第6話 未熟な私
美華「公園のベンチに男の人が座っていない?」
唯愛「うん...」
その私の返事で彼女が気づく。
美華「へぇ~。あれが海さんなんだ~」
私はいつもと違う時間に現れているのと、久しぶりに彼の姿を見た事よりもなぜか、彼の様子がおかしい事に気になってしまっていた。
唯愛「なにかあったのかな...」
美華「...私先に家に帰ってるから、話しかけに行ってきたら?」
その場で提案した彼女。
以前つい怒ってしまった事を謝りたい自分もいた。
でも、なぜか今の彼に近づけるオーラではない。
そして私は言う。
唯愛「今日は話しかけないでおくよ...わざわざ違う時間帯に来てるって事は、私に会いたくないわけだと思うし...」
決して彼を、恋愛対象として見ていたわけではない。
だけど、気になってしまう私。
それに自然と彼に対して、最大限の気遣いをしている自分もいた。
私の後ろにいる美華。
気づけば私は、彼女よりも前で彼の事を見ていた。
彼女は言う。
美華「唯愛がそういうならオッケー!また明日にでも会えるかもしれないしねっ!じゃあ家に帰ろっか!」
唯愛「うんっ!」
そお言って私達は、今回は彼に話しかけずに終わった。
ようやく部屋に着いた私達は荷物をおろし、窓から公園を眺めながら二人は話す。
美華「海さん、もういなくなってるね。
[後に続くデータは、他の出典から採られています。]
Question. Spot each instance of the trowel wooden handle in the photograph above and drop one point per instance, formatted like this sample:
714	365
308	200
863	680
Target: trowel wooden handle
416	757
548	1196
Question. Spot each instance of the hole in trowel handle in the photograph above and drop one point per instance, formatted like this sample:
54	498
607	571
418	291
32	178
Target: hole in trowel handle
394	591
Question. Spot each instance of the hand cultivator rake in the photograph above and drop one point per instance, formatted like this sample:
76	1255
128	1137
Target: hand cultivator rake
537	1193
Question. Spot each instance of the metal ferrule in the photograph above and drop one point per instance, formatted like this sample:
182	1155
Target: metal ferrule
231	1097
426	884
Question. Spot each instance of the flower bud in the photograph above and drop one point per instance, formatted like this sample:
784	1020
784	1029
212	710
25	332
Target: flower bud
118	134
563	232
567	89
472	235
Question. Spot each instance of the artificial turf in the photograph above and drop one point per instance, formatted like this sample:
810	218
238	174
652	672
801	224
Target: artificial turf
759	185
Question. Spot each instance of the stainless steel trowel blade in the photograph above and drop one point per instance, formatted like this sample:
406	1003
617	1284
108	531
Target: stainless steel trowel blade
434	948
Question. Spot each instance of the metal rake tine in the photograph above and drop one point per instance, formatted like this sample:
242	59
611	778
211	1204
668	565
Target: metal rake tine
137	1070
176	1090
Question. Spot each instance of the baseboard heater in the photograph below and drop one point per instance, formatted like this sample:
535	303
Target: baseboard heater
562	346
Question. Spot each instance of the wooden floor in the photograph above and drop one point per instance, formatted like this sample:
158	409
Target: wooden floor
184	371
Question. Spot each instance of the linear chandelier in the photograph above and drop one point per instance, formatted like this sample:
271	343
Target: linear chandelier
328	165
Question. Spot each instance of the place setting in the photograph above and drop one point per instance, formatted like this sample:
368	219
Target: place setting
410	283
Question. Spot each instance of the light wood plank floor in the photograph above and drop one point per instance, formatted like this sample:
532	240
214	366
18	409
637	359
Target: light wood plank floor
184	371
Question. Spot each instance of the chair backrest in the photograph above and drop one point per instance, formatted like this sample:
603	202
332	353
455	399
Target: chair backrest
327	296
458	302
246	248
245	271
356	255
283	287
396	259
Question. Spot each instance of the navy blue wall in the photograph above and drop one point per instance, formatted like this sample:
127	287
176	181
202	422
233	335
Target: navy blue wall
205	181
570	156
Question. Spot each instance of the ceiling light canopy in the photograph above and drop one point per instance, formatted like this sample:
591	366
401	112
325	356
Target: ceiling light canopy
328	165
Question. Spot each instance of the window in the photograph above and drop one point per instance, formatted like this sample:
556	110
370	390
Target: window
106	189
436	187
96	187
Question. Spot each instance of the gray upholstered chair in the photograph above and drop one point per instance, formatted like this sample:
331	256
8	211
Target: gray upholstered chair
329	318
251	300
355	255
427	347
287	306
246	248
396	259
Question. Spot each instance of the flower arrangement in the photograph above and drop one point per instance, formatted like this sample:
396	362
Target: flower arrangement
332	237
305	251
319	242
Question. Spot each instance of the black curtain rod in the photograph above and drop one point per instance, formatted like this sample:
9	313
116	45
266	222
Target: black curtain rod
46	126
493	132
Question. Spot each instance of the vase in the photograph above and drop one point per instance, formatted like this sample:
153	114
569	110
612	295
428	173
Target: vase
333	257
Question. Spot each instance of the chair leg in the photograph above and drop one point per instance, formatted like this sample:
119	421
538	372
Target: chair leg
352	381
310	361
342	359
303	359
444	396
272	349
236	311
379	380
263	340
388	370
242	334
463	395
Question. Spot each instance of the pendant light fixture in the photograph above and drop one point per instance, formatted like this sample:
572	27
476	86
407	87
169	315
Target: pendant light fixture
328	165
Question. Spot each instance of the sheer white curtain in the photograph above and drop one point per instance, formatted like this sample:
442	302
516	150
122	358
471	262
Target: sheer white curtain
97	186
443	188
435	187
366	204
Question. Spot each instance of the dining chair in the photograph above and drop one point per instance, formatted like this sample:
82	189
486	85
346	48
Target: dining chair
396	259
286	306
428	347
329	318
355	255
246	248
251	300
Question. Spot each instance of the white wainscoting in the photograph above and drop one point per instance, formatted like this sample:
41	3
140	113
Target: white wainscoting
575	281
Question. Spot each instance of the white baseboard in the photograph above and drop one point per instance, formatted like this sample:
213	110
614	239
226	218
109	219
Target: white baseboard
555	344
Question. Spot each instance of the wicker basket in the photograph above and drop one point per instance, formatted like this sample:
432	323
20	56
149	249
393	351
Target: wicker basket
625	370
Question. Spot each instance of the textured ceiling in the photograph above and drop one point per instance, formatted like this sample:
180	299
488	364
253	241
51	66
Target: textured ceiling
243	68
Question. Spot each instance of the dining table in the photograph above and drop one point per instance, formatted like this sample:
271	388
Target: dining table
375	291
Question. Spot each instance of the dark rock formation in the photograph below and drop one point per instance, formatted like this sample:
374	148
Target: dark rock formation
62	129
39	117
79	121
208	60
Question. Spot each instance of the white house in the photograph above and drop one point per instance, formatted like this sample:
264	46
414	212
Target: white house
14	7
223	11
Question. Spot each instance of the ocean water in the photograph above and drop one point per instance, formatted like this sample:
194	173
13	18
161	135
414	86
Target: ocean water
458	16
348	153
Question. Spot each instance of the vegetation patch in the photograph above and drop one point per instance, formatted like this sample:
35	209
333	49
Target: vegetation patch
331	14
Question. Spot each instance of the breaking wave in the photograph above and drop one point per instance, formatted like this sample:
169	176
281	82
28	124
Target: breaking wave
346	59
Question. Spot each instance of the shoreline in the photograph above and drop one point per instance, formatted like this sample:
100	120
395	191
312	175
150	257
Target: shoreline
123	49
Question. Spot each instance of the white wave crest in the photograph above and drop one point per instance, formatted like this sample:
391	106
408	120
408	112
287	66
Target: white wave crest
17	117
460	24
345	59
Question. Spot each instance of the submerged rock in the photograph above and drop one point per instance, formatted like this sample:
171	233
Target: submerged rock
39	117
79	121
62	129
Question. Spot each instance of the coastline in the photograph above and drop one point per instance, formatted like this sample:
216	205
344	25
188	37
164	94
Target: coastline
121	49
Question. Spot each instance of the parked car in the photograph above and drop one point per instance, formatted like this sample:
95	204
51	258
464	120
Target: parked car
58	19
ちょうど帰るタイミングだったんだ」
唯愛「そおだね...」
美華「でも思ってたのと雰囲気違ったよ」
唯愛「どんな感じと思ってたの?」
美華「どちらかと言えばもっと陰キャな感じかと想像してたけど、清潔感あるし優しそうな感じだったね」
唯愛「でも今日はどこか暗くて、様子が変だった...」
美華「そお見えたんだ。私にはわからなかったよ!普通な感じだった」
唯愛「そおなの?なんかめっちゃ落ち込んでるように私には見えたけど...」
美華「唯愛だけが感じる何かがあったんじゃない?」
唯愛「そおなのかなぁ。またいつかの朝にでも会えたら話しかけてみるよ。前ちょっと怒ったみたいな感じで終わっちゃったから、謝りたいのもあるしね」
美華「うんうん。唯愛がそおしたいならそうした方がいい。何かあったらすぐ私が助けに行くからさっ!」
唯愛「ありがとう美華。せっかく海さんに会えたのにね」
美華「焦っても何もイイことないよ。ゆ~っくり私達らしく前に進もっ!」
そお言って彼女は私の頭を優しく、ポンポンとしてくれた。
本当に彼女の言う通り。
焦っても何もイイことがないのは、高校生の時にたくさん実感した。
恋愛というものを知らなかった私は、香りに誘われそのまま恋に落ちた。
そして、すぐに自分の思いを伝えた。
もしあの時、束の間の感情に流されず、冷静に先の事を考えていればあんな事にはならなかったはず。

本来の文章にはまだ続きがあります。